Los temas que se han expuesto han sido muy variados pero todos han tenido un fondo argumental común que poco a poco ha ido dejando un poso en nuestras cabezas y es que es ya una obviedad que el modelo de ciudad que se ha ido construyendo en las últimas décadas no tiene más razón de ser (si es que alguna vez la tuvo).
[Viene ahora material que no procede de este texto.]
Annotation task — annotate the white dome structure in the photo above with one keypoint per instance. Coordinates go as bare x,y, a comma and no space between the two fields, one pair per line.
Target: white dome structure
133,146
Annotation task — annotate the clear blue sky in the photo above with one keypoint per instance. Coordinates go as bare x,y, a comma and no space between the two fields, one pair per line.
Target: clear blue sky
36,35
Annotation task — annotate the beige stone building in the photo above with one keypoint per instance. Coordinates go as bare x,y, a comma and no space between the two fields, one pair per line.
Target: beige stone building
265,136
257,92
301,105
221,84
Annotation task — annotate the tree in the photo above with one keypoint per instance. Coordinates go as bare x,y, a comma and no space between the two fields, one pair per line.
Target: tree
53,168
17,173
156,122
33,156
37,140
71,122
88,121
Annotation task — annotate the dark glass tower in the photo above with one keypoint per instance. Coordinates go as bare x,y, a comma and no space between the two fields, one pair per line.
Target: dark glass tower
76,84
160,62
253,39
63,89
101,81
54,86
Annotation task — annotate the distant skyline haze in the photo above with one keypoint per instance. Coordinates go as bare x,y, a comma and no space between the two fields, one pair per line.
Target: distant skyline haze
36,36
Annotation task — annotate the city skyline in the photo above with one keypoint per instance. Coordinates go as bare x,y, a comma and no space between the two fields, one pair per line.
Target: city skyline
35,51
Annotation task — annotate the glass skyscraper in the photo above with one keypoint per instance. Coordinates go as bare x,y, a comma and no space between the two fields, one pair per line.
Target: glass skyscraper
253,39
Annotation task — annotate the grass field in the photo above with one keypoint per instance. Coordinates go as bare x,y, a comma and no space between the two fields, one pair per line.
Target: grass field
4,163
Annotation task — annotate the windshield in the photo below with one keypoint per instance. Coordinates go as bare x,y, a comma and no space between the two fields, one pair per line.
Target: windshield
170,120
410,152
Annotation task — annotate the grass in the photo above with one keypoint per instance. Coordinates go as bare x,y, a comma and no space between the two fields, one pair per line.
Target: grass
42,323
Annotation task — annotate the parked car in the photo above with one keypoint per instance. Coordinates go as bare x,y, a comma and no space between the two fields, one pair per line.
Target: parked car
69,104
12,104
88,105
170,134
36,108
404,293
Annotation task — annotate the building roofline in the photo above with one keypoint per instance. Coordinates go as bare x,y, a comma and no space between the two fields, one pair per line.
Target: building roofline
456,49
Los crecimientos que se han estado “proyectando” más allá de los límites de las ciudades han ido asentándose de forma autista sobre el territorio, fragmentándolo y sin producir relaciones con el lugar que ocupan, sin provocar en sus habitantes ninguna sensación de pertenencia ni de identidad con el sitio. Además, este modelo está pensado para un perfil de ciudadano concreto, lo que ha propiciado una falta de cohesión social (problema análogo al producido por el zooning en los centros urbanos) y no vamos a entrar ya en lo que tiene de insostenible a nivel medioambiental o en términos de género.

 

Tenemos que empezar a cambiar de forma de entender las ciudades porque la situación que hemos vivido hasta hace poco no se va a volver a repetir (y esperemos que así sea) y este cambio tiene que partir desde una nueva sensibilidad, de entender cuales son los problemas reales de las personas que habitan las ciudades y de sus relaciones con el medio que ocupan y no hay otra forma de conseguir esto que trabajando desde la base mediante participación ciudadana, pero participación de verdad. Todo esto es un trabajo que no podemos realizar solos, es un trabajo de equipo empezando por los mismos ciudadanos y terminado por los gobernantes y por los agentes financieros, desde abajo hacia arriba en todo los sentidos. Como dice José Mª Ezquiaga, antes de desarrollar un Plan de Ordenación Territorial a escala 1:5.000 hay que trabajar en muchos planos a escala 1/500 para entender ese territorio que se quiere ordenar. Esto es claramente extensible a muchos otros campos.

 

Realmente no se estamos hablando de nada extraordinario. Se trata de hacer la cosas con sensatez y mucho trabajo, pensar que estamos haciendo antes de hacerlo, entender que nuestra ciudades no son un expositor de nuestras elucubraciones artistoides sino el lugar donde la gente tiene que vivir y este lugar tiene que ser equitativo,  diverso, mixto y humano. Partiendo de esto, los arquitectos podemos jugar un papel fundamental en crear, o más bien recuperar nuestras ciudades para las personas.

 

Lo que vamos a necesitar son grandes dosis de sensatez, de ilusión, de trabajo y mucha imaginación, claro!